Confidentiality precludes us being able to speak to why and how we make appointment decisions to be on staff. We never share who we rank nor the rank order with other staff or students. And in Crothers, we do not automatically reappoint staff; we interview all staff interested in returning. I can only talk in general terms about how we evaluate RA candidates. In general, here is what we look for: Can we trust the candidate with a lot of authority and freedom to do their job? Do we think the candidate will be a good team member, will communicate well and accurately and be inclusive of other team members; will the candidate hold up under the stress of dealing with crises? Is the candidate empathetic? Do they listen well and understand where others are coming from? Staff members cannot be self-centered. We have to believe that a candidate will be a community-builder — among the 22 fellow staff, among the residents on their hall and for Crothers as a whole — all 380 residents.
I want to return to the ethics of The Daily’s decision to publish these pieces. The Daily fails to ask the important question: Did this situation result in “anonymous” receiving a staff appointment based on a list of their preferences? An answer to this question would go a long way to address the question of discrimination. In the strange absence of asking this question, publishing the op ed and the article amplifies a narrative of victimhood that argues that those who suffer from mental illness should in fact keep it to themselves and not avail themselves of all the resources that Stanford’s safety net has to offer. Such an implicit endorsement is based on one-sided allegations and anonymous remarks where members of Residential Education staff who take their professional obligations seriously cannot comment.
These pieces contain very strong allegations and attack my wife’s and my character and integrity. But the editors know that in cases involving mental health or work performance of individual residential staff, we cannot share any specific details that would cast doubt on the narrative presented or tell a backstory to help readers judge the veracity of the allegations. This is license for character assassination.

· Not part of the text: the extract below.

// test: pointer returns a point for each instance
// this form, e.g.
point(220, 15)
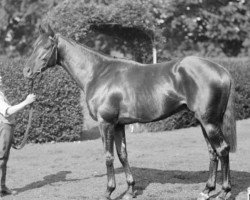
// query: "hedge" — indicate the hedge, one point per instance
point(58, 114)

This is now an occupational hazard for anyone who works to help students. Any student for any reason can make accusations that then become almost impossible to refute publicly. Corinne and I are lucky in one sense. This is the first time that we’ve suffered this indignity in 15 years of being resident fellows. In Crothers alone we’ve had almost 200 staff members and over a couple thousand residents cumulatively. In Larkin we had nearly 40 staff and about 600 students. For us the relationships that we’ve forged with staff and residents over the fifteen years far outweigh our distress caused by these pieces. We know the good we do and we know its value. We do worry though about those who are starting out in residential life who may have to deal with a similar attack without having the long-term experience to know that mentoring and counseling students is still worth it and immensely rewarding.